Batch processing numpyro models using Ray

Hello again,

Related post: Batch processing Pyro models so cc: @fonnesbeck as I think he’ll be interested in batch processing Bayesian models anyway.

I want to run lots of numpyro models in parallel. I created a new post because:

  • this post uses numpyro instead of pyro
  • I’m doing sampling instead of SVI
  • I’m using Ray instead of Dask
  • that post was 2021

I’m running a simple Neal’s funnel model as a test. I have set up a small Ray cluster of 3 instances with 4CPUs each. I run the Neal’s funnel model for dim in range(2, 20). I do this once running one dim after another (sequentially in the run_model function) and once in parallel using Ray remote (in the ray_run_model decorated with @ray.remote). Full code is at the bottom.

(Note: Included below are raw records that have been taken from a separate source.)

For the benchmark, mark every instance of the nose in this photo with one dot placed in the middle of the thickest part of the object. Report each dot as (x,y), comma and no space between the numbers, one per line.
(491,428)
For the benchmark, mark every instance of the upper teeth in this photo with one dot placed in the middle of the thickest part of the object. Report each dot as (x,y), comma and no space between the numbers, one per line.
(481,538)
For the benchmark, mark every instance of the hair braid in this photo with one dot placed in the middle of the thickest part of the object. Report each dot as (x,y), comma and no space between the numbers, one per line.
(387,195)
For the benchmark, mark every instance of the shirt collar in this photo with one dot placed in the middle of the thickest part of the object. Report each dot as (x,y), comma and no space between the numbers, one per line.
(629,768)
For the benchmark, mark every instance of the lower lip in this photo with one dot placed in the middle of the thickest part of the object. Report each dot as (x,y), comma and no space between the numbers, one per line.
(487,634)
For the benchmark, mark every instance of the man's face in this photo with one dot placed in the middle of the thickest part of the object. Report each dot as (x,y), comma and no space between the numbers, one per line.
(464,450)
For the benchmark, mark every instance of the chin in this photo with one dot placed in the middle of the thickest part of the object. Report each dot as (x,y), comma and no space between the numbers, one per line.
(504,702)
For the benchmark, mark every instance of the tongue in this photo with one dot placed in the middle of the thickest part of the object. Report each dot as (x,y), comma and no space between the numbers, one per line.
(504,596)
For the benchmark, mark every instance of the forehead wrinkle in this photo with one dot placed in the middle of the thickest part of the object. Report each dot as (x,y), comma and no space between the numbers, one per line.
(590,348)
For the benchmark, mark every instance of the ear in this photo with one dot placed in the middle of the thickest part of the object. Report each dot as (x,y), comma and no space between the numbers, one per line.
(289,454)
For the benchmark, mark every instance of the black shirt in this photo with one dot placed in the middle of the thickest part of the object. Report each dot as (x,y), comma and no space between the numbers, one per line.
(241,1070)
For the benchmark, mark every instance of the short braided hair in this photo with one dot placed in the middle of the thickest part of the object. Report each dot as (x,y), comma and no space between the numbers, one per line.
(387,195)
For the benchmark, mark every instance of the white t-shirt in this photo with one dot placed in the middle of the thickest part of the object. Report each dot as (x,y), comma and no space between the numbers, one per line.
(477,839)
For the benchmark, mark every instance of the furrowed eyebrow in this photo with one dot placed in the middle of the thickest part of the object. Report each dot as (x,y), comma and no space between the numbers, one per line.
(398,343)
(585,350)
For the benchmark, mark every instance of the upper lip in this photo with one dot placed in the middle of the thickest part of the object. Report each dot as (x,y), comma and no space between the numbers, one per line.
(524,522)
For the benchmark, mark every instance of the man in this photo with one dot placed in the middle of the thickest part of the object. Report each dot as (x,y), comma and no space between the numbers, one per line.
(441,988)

I think numpyro on Ray is working. When I look at the logs, I get a Speedup: 5.02x. And I can see the 3 instances and the CPUs being used. Below is the CPU usage plot. Spin up is until 21:45, then the sequential runs are until 21:47 and the parallel kicks in after. As the blue line is the head node, that’s the one doing running the sequential tasks and for the parallel tasks doing the scheduling across the rest of its CPUs and the CPUs on the other instances. So I’m fairly convinced it’s running a numpyro model as expected.

EDIT: adding a little bit of colour. I now ran the parallel test only for 1000 of the same dim models and looked at the CPU utilisation. This looks really good. In this case, the head node is in red and I made the worker nodes blues. The head node fills itself up before sending tasks to worker nodes, peaking at ~394% of the CPU on each node.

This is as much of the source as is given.